The nothing was swaying slightly from side to side. The agony of the last strike would still be burning through the nerves; it would last for some time, perhaps for days, would be tender for weeks, months. I know this: it was a month before I could even shave there after I came out of the underground cell in Zagreb.

'Are you going to make me ask you the same question twice?'

It flinched. 'No.'

'Do you remember the question?'

Its face looked at me, the eyes flickering with pain, the head held slightly to one side, the tears drying on the blotchy skin. I thought of the other girl, the one in the photograph on the wall of the mine-clearing office, smiling, radiant, used to her crutches by now, no problem, held in a bear hug by the two grinning men.

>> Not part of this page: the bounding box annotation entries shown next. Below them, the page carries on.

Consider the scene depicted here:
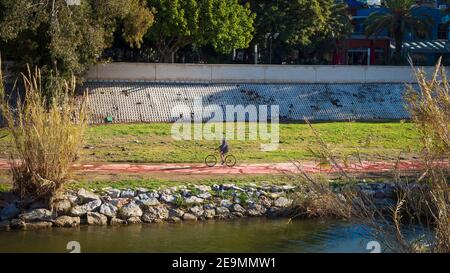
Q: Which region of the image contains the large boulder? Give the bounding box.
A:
[99,203,118,218]
[10,219,26,230]
[142,206,169,223]
[0,220,10,231]
[183,213,197,221]
[184,196,205,204]
[119,202,143,220]
[216,207,230,216]
[53,199,72,215]
[160,194,177,203]
[197,192,212,199]
[0,204,20,220]
[106,189,121,198]
[87,212,108,226]
[120,189,136,198]
[138,197,160,207]
[203,209,216,219]
[70,199,102,216]
[53,215,80,227]
[189,206,203,217]
[274,197,292,208]
[109,198,130,209]
[19,209,53,222]
[127,217,142,225]
[77,189,100,204]
[231,204,245,214]
[194,185,211,192]
[220,199,233,208]
[169,208,184,218]
[25,221,53,230]
[109,217,127,226]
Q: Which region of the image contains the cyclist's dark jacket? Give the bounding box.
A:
[219,140,228,154]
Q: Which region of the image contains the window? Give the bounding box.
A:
[375,48,386,65]
[347,48,369,65]
[438,24,448,40]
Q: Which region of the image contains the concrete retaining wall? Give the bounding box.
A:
[86,63,440,83]
[84,81,417,123]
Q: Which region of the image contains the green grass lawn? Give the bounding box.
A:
[63,175,295,191]
[0,122,419,163]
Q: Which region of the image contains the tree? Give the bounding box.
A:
[365,0,432,62]
[0,0,153,78]
[146,0,255,62]
[245,0,341,63]
[300,0,353,63]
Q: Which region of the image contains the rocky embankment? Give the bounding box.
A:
[0,183,393,230]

It said something in Khmer.

'French. Always speak French.'

'What question?'

'Listen,' I said, 'you're not paying enough attention. I'm going to tell you what you are, and then you're going to answer my question. Now listen carefully. This is what you are: you are nothing.' I waited, watching it to see if it understood. I thought it did: there was still intelligence in the eyes and the swaying had stopped. 'So here comes the question. What are you?'

It was silent. It didn't move. It looked like the remains of a wood carving half destroyed by time, the head angled on the neck, the eyes splintered, the mouth half open and askew. But I could hear it breathing, and in the sound of its breathing there was a faint musical note, a kind of mewing that loudened suddenly into speech.